Twenty-five years later - during which Reid and Buist broke up, dated others and reconnected 10 years ago - Buist looked to Reid for company again as she got another tattoo. But this time was entirely different.

On Wednesday, over the course of two hours, Todd, a tattoo artist of 27 years, carefully applied a tattoo of a snow globe to Anita's upper back. At the base of the snowglobe, Reid etched a banner reading "Dad and Mom."

"It's a gift from Todd," said Buist of the tattoo. "I always wanted a Mom and Dad tattoo. My dad's birthday is on Christmas Day. He'll be celebrating it with the rest of the family in England. So that's why it says 'Dad and Mom' instead of 'Mom and Dad.'"

She originally wanted to get the tattoo last Christmas, but it didn't work out - ultimately for the better, said Buist.

"It's my Dad's 65th birthday this year," she said.

"He always gets ripped off for his birthday because it's Christmas," joked Reid.

"We don't forget, but he seems to get brushed over," admitted Buist.

Floating at the top of the snowglobe is a yellow ribbon - the most important part of the tattoo, said Buist.

"That's for my niece," she said. "She's been missing since March 2007."

Candace Amanda Shpeley, a 24-year-old mother of three kids, went missing on March 31 after failing to pick up her kids in Abbotsford, B.C. She was last seen by her brother, Steven, who had lunch with her at an A&W Restaurant in Chilliwack.
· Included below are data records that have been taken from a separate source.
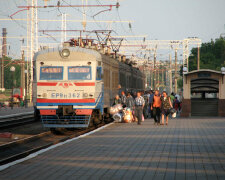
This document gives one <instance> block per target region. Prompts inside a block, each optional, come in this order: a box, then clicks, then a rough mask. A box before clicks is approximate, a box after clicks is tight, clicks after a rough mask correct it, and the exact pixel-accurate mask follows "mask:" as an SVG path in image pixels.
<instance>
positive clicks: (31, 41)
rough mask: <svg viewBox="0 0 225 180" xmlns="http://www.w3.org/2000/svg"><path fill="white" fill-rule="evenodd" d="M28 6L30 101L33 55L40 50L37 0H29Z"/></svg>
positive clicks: (27, 40) (29, 80)
mask: <svg viewBox="0 0 225 180" xmlns="http://www.w3.org/2000/svg"><path fill="white" fill-rule="evenodd" d="M27 6H31V8H29V9H28V10H27V32H28V34H27V36H28V37H27V47H28V51H27V52H28V54H29V55H28V59H27V60H28V63H29V69H30V71H29V72H30V73H29V75H28V76H27V77H28V78H30V79H29V80H28V81H27V82H29V88H28V89H29V94H30V102H31V101H32V84H33V56H34V53H35V52H37V51H38V14H37V8H36V7H37V0H29V1H27Z"/></svg>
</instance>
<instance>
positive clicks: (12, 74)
mask: <svg viewBox="0 0 225 180" xmlns="http://www.w3.org/2000/svg"><path fill="white" fill-rule="evenodd" d="M15 70H16V68H15V67H14V66H11V67H10V71H11V72H12V82H13V83H12V97H11V109H13V88H14V72H15Z"/></svg>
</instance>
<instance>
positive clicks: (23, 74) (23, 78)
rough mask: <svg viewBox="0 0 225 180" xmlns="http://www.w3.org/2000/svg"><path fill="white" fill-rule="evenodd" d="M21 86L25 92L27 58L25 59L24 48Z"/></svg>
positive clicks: (23, 52)
mask: <svg viewBox="0 0 225 180" xmlns="http://www.w3.org/2000/svg"><path fill="white" fill-rule="evenodd" d="M20 77H21V88H22V90H23V92H25V60H24V50H23V51H22V61H21V76H20Z"/></svg>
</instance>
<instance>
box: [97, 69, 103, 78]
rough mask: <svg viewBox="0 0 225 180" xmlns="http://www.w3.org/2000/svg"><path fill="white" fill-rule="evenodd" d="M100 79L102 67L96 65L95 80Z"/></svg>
mask: <svg viewBox="0 0 225 180" xmlns="http://www.w3.org/2000/svg"><path fill="white" fill-rule="evenodd" d="M101 79H102V67H97V69H96V80H101Z"/></svg>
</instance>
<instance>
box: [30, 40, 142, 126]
mask: <svg viewBox="0 0 225 180" xmlns="http://www.w3.org/2000/svg"><path fill="white" fill-rule="evenodd" d="M125 61H126V59H125V58H118V57H116V55H115V53H107V52H105V51H104V49H101V50H97V48H93V47H92V46H89V47H80V46H73V47H71V46H70V45H69V44H68V43H64V46H62V47H58V48H51V49H50V48H49V49H45V50H41V51H39V52H37V53H36V54H35V55H34V59H33V68H34V81H33V102H34V109H35V116H36V117H39V118H40V119H41V121H42V123H43V126H44V127H49V128H52V129H55V128H86V127H90V126H92V125H94V124H98V123H100V122H101V121H103V120H104V119H106V118H108V117H109V113H108V111H109V107H110V106H112V103H113V100H114V97H115V95H116V94H118V85H119V86H121V90H125V91H132V90H143V89H144V82H145V76H144V74H143V73H142V72H141V71H140V70H139V69H138V68H136V67H133V66H132V65H131V64H128V63H126V62H125Z"/></svg>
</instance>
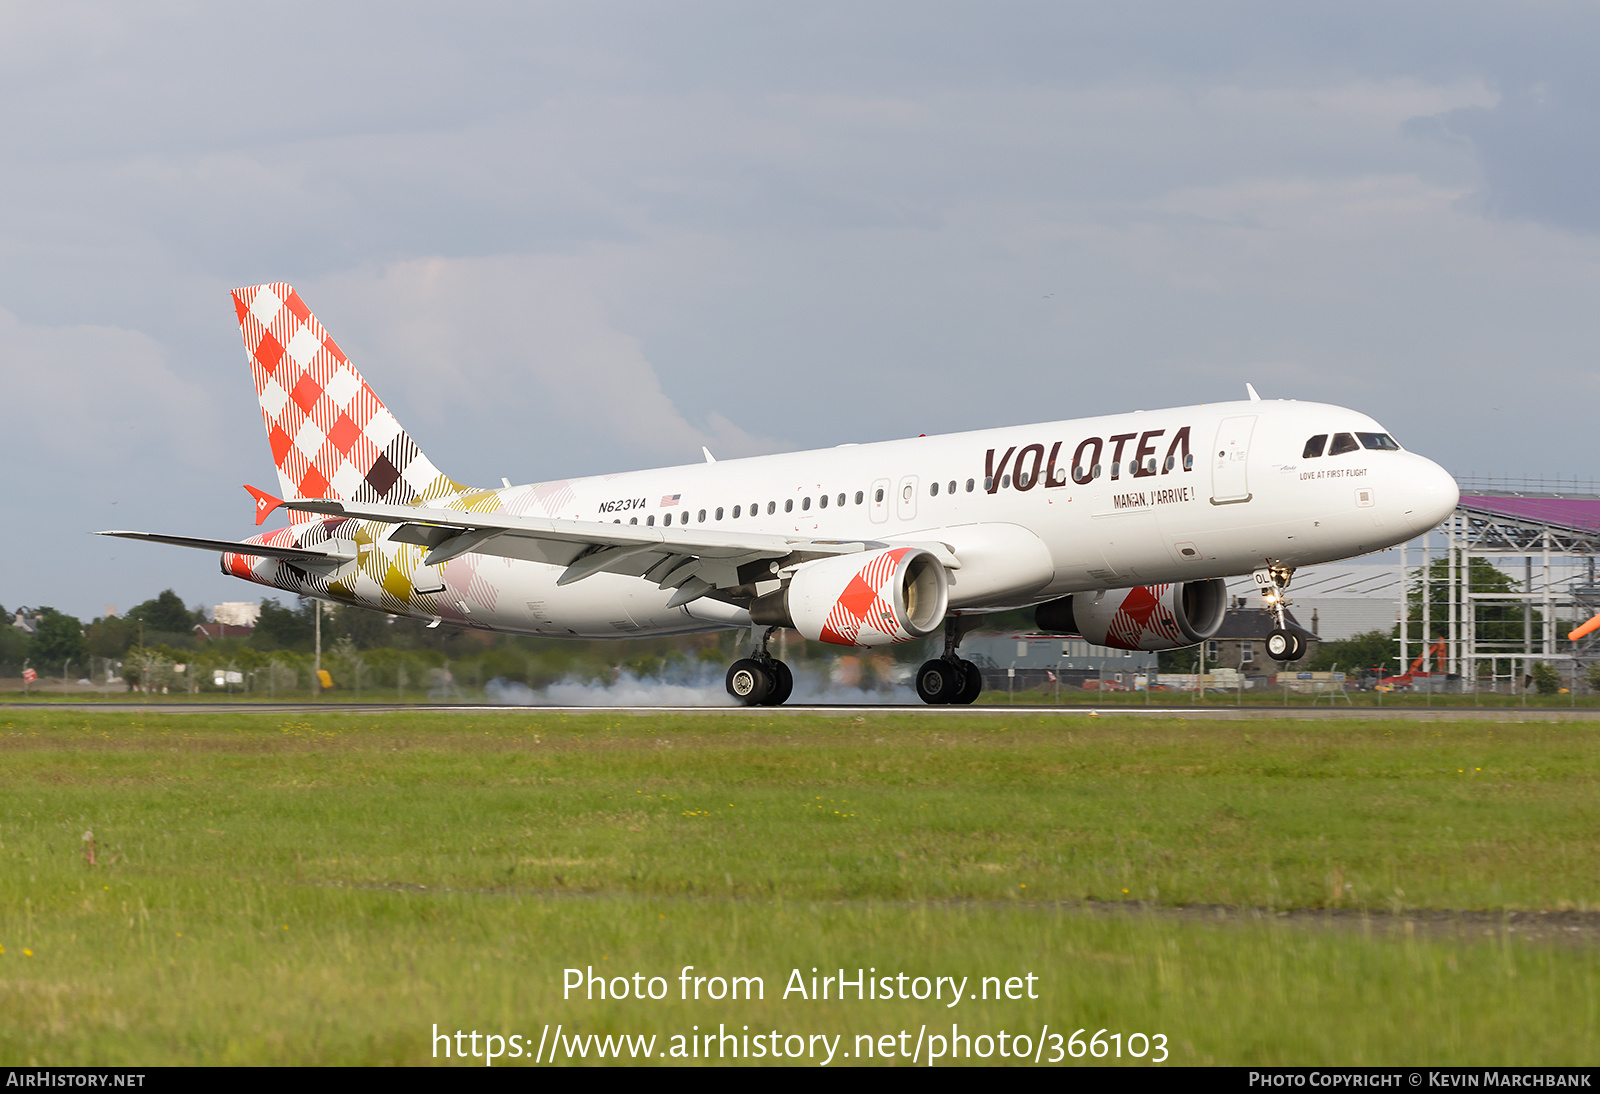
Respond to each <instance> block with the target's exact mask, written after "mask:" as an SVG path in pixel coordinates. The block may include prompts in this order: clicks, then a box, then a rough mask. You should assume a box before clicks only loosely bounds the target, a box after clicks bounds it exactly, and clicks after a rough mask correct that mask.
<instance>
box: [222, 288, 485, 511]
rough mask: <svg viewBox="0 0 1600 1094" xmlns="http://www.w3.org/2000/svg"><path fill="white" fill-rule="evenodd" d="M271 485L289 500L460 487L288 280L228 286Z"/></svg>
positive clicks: (396, 501)
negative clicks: (423, 446) (259, 420)
mask: <svg viewBox="0 0 1600 1094" xmlns="http://www.w3.org/2000/svg"><path fill="white" fill-rule="evenodd" d="M234 310H237V312H238V329H240V333H242V334H243V336H245V352H246V353H248V355H250V371H251V373H253V374H254V379H256V397H258V398H259V400H261V419H262V422H264V424H266V427H267V443H269V445H270V446H272V462H274V464H277V467H278V485H280V488H282V493H283V497H285V499H290V501H299V499H312V497H325V499H331V501H349V502H358V501H365V502H386V504H390V505H410V504H413V502H418V501H437V499H442V497H450V496H453V494H459V493H461V491H462V489H466V488H464V486H462V485H461V483H458V481H454V480H451V478H448V477H446V475H443V473H442V472H440V470H438V469H437V467H434V464H432V462H430V461H429V459H427V456H424V454H422V449H419V448H418V446H416V443H414V441H413V440H411V437H410V435H408V433H406V432H405V429H402V427H400V422H397V421H395V416H394V414H390V413H389V409H387V408H386V406H384V405H382V401H379V398H378V395H374V393H373V389H371V387H370V385H368V384H366V381H365V379H363V377H362V374H360V373H358V371H357V368H355V365H352V363H350V360H349V358H347V357H346V355H344V350H341V349H339V347H338V344H336V342H334V341H333V339H331V337H328V333H326V331H325V329H323V328H322V323H318V321H317V317H315V315H312V313H310V309H309V307H306V304H304V301H301V297H299V294H298V293H296V291H294V289H293V288H291V286H288V285H282V283H275V285H251V286H248V288H240V289H234Z"/></svg>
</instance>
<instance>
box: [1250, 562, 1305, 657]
mask: <svg viewBox="0 0 1600 1094" xmlns="http://www.w3.org/2000/svg"><path fill="white" fill-rule="evenodd" d="M1253 577H1254V579H1256V585H1259V587H1261V598H1262V600H1266V601H1267V611H1270V613H1272V633H1269V635H1267V656H1269V657H1272V659H1274V661H1299V659H1301V657H1304V656H1306V640H1304V638H1301V637H1299V635H1298V633H1294V632H1293V630H1290V624H1288V619H1286V617H1285V609H1286V608H1288V606H1290V598H1288V592H1290V581H1291V579H1293V577H1294V568H1293V566H1262V568H1261V569H1258V571H1256V573H1254V574H1253Z"/></svg>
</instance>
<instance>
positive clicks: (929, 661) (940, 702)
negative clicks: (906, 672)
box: [917, 616, 984, 705]
mask: <svg viewBox="0 0 1600 1094" xmlns="http://www.w3.org/2000/svg"><path fill="white" fill-rule="evenodd" d="M963 619H966V617H963V616H950V617H949V619H946V621H944V654H942V656H939V657H934V659H933V661H926V662H923V665H922V669H918V670H917V696H918V697H920V699H922V701H923V702H926V704H946V702H950V704H962V705H965V704H970V702H973V701H974V699H976V697H978V696H979V693H981V691H982V689H984V675H982V673H981V672H978V665H974V664H973V662H970V661H962V659H960V657H957V654H955V648H957V646H960V645H962V637H963V635H965V633H966V632H968V630H970V629H971V627H973V625H976V622H978V619H976V616H974V617H971V622H963Z"/></svg>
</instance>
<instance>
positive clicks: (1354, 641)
mask: <svg viewBox="0 0 1600 1094" xmlns="http://www.w3.org/2000/svg"><path fill="white" fill-rule="evenodd" d="M1395 633H1397V632H1394V630H1368V632H1366V633H1363V635H1352V637H1350V638H1341V640H1339V641H1325V643H1322V645H1320V646H1318V648H1317V654H1315V656H1314V657H1312V659H1310V670H1312V672H1328V670H1331V669H1333V667H1334V665H1339V669H1342V670H1344V672H1347V673H1352V675H1354V673H1357V672H1362V670H1363V669H1370V670H1373V672H1378V673H1382V675H1386V677H1390V675H1394V673H1395V672H1397V670H1395V664H1398V662H1395V656H1397V654H1398V651H1400V646H1398V645H1397V643H1395Z"/></svg>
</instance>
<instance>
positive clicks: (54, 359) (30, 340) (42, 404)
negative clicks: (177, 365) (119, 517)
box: [0, 309, 218, 475]
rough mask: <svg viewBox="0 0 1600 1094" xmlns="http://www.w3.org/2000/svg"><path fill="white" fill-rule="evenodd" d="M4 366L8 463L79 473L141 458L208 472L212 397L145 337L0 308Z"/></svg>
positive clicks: (97, 327)
mask: <svg viewBox="0 0 1600 1094" xmlns="http://www.w3.org/2000/svg"><path fill="white" fill-rule="evenodd" d="M0 361H3V366H5V385H6V422H5V430H6V446H5V451H6V456H5V462H6V464H13V465H19V464H27V465H32V469H34V473H38V472H42V470H46V469H74V473H77V475H82V473H85V472H88V469H96V473H106V469H107V467H114V465H118V464H123V462H126V461H128V459H130V457H134V456H138V457H144V459H160V461H178V462H182V464H187V465H190V467H202V465H205V464H206V462H208V449H210V451H214V443H216V438H218V422H216V414H214V408H213V403H211V400H210V397H208V395H206V392H205V390H202V389H200V387H197V385H194V384H190V382H187V381H184V379H181V377H179V376H178V374H176V373H174V371H173V368H171V365H170V363H168V350H166V349H165V347H163V345H160V344H158V342H157V341H155V339H152V337H150V336H149V334H144V333H142V331H130V329H120V328H115V326H94V325H75V326H43V325H30V323H24V321H22V320H19V318H18V317H16V315H14V313H13V312H10V310H6V309H0Z"/></svg>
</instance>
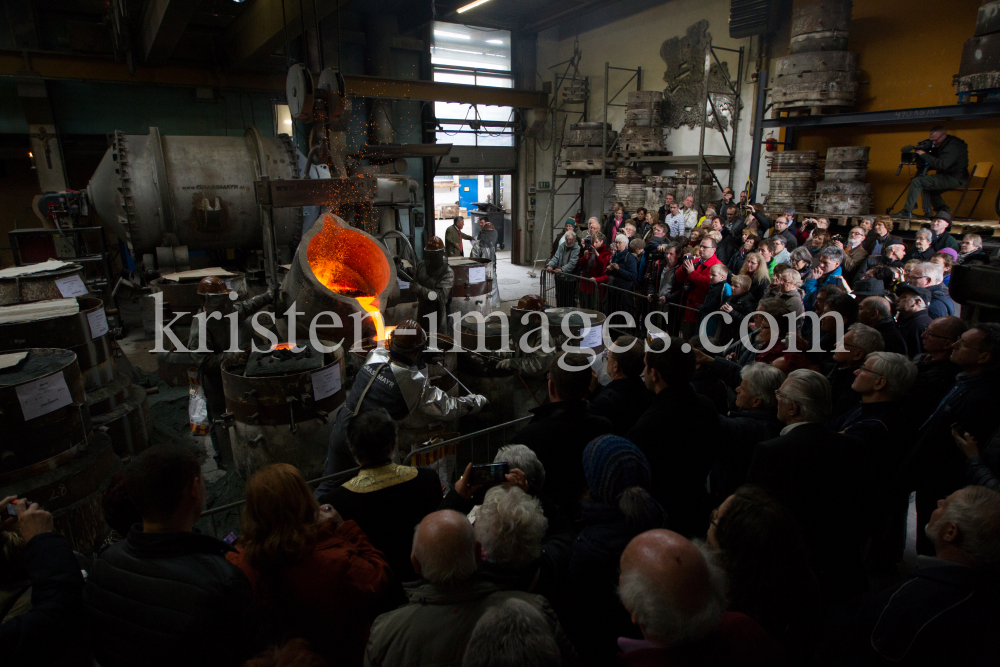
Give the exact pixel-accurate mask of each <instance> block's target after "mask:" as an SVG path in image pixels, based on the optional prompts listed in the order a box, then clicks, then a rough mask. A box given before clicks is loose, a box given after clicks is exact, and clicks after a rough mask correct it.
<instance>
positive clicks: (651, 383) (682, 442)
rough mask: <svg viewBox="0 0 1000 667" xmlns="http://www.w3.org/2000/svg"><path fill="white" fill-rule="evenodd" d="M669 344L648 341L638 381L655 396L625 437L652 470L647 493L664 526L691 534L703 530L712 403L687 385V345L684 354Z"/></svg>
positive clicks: (674, 345) (676, 531)
mask: <svg viewBox="0 0 1000 667" xmlns="http://www.w3.org/2000/svg"><path fill="white" fill-rule="evenodd" d="M669 341H670V342H669V345H667V344H666V343H665V342H664V339H656V340H654V341H653V342H652V343H650V348H651V349H650V351H648V352H646V357H645V364H646V365H645V373H644V379H645V382H646V386H647V387H649V388H650V390H652V391H653V392H655V397H654V398H653V402H652V403H651V404H650V406H649V408H648V409H647V410H646V412H644V413H643V415H642V416H641V417H640V418H639V419H638V421H637V422H636V423H635V425H634V426H633V427H632V428H631V429H630V430H629V431H628V432H627V433H626V434H625V438H626V439H627V440H629V441H631V442H633V443H635V444H636V445H637V446H638V447H639V449H641V450H642V452H643V454H645V455H646V458H648V459H649V463H650V465H651V466H652V467H653V470H655V471H656V475H655V476H654V477H653V481H652V486H651V487H650V492H651V493H652V494H653V497H654V498H656V500H657V501H659V503H660V504H661V505H662V506H663V508H664V509H665V510H666V512H667V516H668V517H670V523H669V525H670V528H671V529H672V530H674V531H676V532H678V533H681V534H682V535H685V536H688V535H697V534H699V533H700V532H701V531H703V530H704V529H705V525H704V524H705V516H706V514H705V513H706V511H708V505H707V497H706V495H705V478H706V477H707V476H708V473H709V471H710V470H711V467H712V457H713V454H714V451H713V447H714V446H715V443H717V442H718V441H719V415H718V412H717V411H716V408H715V405H714V404H713V403H712V401H711V400H710V399H708V398H706V397H704V396H701V395H699V394H697V393H695V391H694V389H693V388H692V387H691V379H692V377H693V376H694V371H695V355H694V352H693V351H691V349H690V347H688V351H687V352H685V351H684V350H683V349H682V347H681V346H682V344H683V341H682V340H680V339H676V338H672V339H669ZM665 345H667V347H666V349H664V346H665ZM668 434H669V435H668Z"/></svg>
Her car was found abandoned a week later in Vancouver. She hasn't been heard of since.

"It's hard to hold it together. I was particularly close to Candace," said Buist.

Reid said that despite the added emotional weight of the tattoo, the application of it was like any other in his career - until he added the ribbon.

"That turned emotional," he said.

When Reid's job was over, after two hours of Buist leaning her head forward, taking a break here and there to stretch, Buist got her first look at the finished tattoo.

"As soon as she saw it, she said, 'I love it.'" said Reid. "That's the big payoff - when people look in the mirror and love it so much.

Last year, when Buist first thought of the tattoo, "I was hoping I could get to kick (Candace's) ass and then get a cover-up when she came home. But that hasn't happened yet."

For her, the tattoo symbolizes "hope - and the waiting for her to get home."